C. A solution of 9 g of the benzyl ester obtained in Part B in 50 ml of ethyl acetate is deaerated and replaced with a nitrogen atmosphere. To this is added 2.5 g of 10% palladium-on-carbon catalyst and the mixture is hydrated at 3 atmospheres for 20 minutes. The mixture is filtered through a filter aid, which is washed with ethyl acetate. 2.98 g of sodium 2-ethylhexanoate are added to the filtrate and washings, and the resulting mixture is stirred for 30 minutes. To the resulting thick mixture are added another 50 ml of ethyl acetate and 50 ml of ethyl ether, and this mixture is filtered, washing with ethyl ether. After drying overnight, 5.8 g (75%) of crystalline sodium salt are obtained. D. To a solution of one gram of the above sodium salt in 50 ml of water is added 5 ml of 1-norm. hydrochloric acid and the resulting mixture is extracted with 75 ml of ethyl acetate. The ethyl acetate mixture is concentrated in vacuo to a slurry and just enough ethyl acetate is added to dissolve the precipitate. This solution is stirred with the slow addition of hexane at room temperature to the cloud point. This mixture is then heated in a water bath to form a solution, and a few drops of hexane are added, the mixture is cooled to room temperature and placed in a refrigerator. The formed crystals are collected by filtration and dried under nitrogen to give 900 mg (95%) of the title acid, m.p. 167-169 ° C (dec.).

1 H-NMR (DMSO) ppm (delta): 1.4 (s, 3H), 1.5 (s, 3H), 3.4 (d, 2H), 4.6 (s, 1H), 5.1 -5.3 (m, 2H), 6.1 (q, 2H), 8.1 (s, 4H). Infrared Spectrum (KBr) cm-1: 1700, 1750, 1780, 1810.

Example 8 (final product)

Sodium 1,1-dioxopenicillanoyloxymethyl iso-phthalate A. Benzyl chloromethyl isophthalate 17.0 g (0.058 mol) of potassium benzyl isophthalate are converted into 45 ml of water and 500 ml of chloroform by the method of Example 7, Part A to give the tetrabutylammonium salt and its reacted with excess bromochloromethane. The crude product obtained, 15 g, is dissolved in ethyl acetate, this is added to 45 g of silica gel, the mixture is slurried and the solvent is evaporated off. The silica gel residue was applied dry to an 8-inch silica gel column and eluted with ethyl ether / hexane 1: 3.

Evaporation of the solvent from the product-containing fractions gives the desired diester as an oil.

1 H-NMR (CDCl 3) ppm (delta): 5.3 (s, 2H), 5.9 (s, 2H), 7.3 (s, 5H), 8.0-8.3 (m, 3H) . 8.55 (t, 1H).
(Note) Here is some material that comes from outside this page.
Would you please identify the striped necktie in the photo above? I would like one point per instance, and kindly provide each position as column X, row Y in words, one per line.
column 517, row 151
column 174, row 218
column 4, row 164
B. Benzyl 1,1-dioxopenicillanoyloxymethyl isophthalate A mixture of 12.22 g (0.04 moles) of benzyl chloromethyl isophthalate, 10.75 g (0.042 moles) of sodium 1,1-dioxopenicillanate, 4, 31 g (0.0134 mol) of tetrabutylammonium bromide and 400 ml of acetone are heated at reflux for 30 hours. The acetone was evaporated off and replaced with ethyl acetate. The solution was washed with water (3x), brine (1x) and dried (Na 2 SO 4). Evaporation of the solvent and chromatography of the residue on silica gel, eluting with ethyl ether / hexane (65:35), gives the product in 41% yield as an oil which crystallizes on standing.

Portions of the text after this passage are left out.